Governments across the world are deeply concerned by the rise of a silent killer: loneliness. Some studies suggest that loneliness and isolation are more deadly than obesity – the result of the combined effects the condition can have on mental health, immune response, and engagement in health-benefitting activities like socialising and exercise.
And there is one population in particular who is suffering more than any other – older populations. Research from 29 countries found that a quarter of adults over the age of 60 feel lonely. It’s no surprise, therefore, that interventions which can help older people to cope with the impact of loneliness and enable them to make more connections with others is a prized target for many governments and public health workers.
A research group from California tested whether an online-delivered intervention based on positive psychology could be effective in reducing stress, depression, and loneliness, and increase self-compassion in a group of older adults.
A group of 51 older adults participated in an online Technology-Assisted Compassion Training for Seniors (T-ACTS), a manualized positive psychology intervention developed in a previous pilot study. Throughout the six week intervention, participants met individually with trainers in virtual sessions to learn to nurture self-compassion, promote resilience, and reduce loneliness and chronic stress.

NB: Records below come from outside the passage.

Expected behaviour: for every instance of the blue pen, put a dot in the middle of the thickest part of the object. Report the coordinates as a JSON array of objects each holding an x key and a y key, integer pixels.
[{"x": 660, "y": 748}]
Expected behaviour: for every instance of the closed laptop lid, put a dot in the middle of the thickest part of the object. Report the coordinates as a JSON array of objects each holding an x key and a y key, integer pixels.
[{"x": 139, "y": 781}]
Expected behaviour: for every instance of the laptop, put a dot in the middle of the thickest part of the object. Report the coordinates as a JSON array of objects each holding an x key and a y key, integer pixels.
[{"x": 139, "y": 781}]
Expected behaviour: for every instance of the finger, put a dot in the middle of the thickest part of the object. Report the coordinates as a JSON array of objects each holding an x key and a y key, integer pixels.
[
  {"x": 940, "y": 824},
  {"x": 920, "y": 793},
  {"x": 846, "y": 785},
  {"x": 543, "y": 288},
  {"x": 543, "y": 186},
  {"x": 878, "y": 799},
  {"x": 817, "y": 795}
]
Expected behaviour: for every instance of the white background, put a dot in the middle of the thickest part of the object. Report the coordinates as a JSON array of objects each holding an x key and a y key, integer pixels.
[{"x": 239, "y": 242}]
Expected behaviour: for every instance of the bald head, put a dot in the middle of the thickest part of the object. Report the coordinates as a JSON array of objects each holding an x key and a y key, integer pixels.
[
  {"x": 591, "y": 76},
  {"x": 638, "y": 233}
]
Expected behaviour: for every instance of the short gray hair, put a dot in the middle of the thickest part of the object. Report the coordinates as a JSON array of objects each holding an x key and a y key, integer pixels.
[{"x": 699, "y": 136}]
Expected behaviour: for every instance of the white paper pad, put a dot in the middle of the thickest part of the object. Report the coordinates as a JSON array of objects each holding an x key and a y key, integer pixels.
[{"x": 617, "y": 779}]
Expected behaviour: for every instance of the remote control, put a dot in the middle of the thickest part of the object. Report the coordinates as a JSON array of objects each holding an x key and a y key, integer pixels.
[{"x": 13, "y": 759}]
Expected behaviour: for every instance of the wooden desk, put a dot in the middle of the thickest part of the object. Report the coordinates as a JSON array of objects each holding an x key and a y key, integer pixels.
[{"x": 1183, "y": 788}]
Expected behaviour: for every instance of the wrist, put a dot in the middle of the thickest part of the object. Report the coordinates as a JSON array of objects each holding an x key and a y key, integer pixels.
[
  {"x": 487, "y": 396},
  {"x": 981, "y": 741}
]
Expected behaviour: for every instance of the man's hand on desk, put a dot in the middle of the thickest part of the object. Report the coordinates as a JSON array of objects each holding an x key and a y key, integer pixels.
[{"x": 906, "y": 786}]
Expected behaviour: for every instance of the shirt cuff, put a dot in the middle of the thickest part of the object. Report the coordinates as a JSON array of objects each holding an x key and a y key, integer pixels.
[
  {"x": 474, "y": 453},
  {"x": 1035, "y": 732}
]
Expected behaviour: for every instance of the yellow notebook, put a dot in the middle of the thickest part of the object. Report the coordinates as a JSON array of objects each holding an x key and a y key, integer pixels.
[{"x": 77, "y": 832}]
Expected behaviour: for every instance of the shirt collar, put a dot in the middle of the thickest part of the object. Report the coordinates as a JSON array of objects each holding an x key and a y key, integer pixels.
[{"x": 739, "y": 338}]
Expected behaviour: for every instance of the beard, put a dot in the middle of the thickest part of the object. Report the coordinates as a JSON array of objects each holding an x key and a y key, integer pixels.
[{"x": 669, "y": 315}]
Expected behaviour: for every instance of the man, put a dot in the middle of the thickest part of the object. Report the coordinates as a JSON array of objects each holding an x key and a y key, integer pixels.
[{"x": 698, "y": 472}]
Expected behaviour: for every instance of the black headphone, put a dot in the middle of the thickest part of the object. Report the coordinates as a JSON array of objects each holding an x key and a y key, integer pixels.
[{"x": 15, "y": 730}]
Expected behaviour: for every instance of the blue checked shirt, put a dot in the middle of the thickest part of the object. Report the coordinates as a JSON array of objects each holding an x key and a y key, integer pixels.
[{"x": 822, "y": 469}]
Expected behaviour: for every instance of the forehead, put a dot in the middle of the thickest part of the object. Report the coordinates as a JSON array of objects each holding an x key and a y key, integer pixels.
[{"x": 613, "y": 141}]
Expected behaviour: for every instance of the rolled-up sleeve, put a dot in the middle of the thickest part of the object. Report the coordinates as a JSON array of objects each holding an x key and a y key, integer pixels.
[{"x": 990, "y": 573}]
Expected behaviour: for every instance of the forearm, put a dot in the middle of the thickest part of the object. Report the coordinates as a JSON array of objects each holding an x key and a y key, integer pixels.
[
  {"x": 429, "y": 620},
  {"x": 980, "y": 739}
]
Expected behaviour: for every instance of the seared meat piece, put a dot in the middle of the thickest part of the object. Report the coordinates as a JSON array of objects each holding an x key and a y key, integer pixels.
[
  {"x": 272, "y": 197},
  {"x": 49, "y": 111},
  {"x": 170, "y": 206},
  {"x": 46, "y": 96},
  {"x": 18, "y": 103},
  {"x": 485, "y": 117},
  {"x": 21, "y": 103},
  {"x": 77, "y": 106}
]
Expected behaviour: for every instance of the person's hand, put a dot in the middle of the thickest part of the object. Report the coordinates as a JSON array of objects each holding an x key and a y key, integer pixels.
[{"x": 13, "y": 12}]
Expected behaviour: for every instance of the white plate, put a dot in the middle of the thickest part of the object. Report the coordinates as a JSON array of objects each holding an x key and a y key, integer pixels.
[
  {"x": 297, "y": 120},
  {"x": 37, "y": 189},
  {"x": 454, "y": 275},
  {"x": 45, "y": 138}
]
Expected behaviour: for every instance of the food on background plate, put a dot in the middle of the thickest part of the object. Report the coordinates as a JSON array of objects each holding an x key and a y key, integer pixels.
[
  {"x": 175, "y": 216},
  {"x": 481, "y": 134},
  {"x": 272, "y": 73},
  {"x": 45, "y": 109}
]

Over the course of the study, researchers found that participants reported a reduction in perceived stress, depression, and loneliness, and an increase in self-compassion.
The researchers also assessed sleep outcomes and blood-based biomarkers of stress in a smaller subgroup. Although there was a limited number of participants for the sleep and biomarkers outcomes, preliminary data suggests that this positive psychology intervention may also positively influence mental and physiological outcomes in older adults.
This study advances our understanding of the feasibility of online interventions to reduce loneliness and chronic stress in older adults. Online self-compassion interventions could provide a viable solution for older adults who already face barriers to treatment.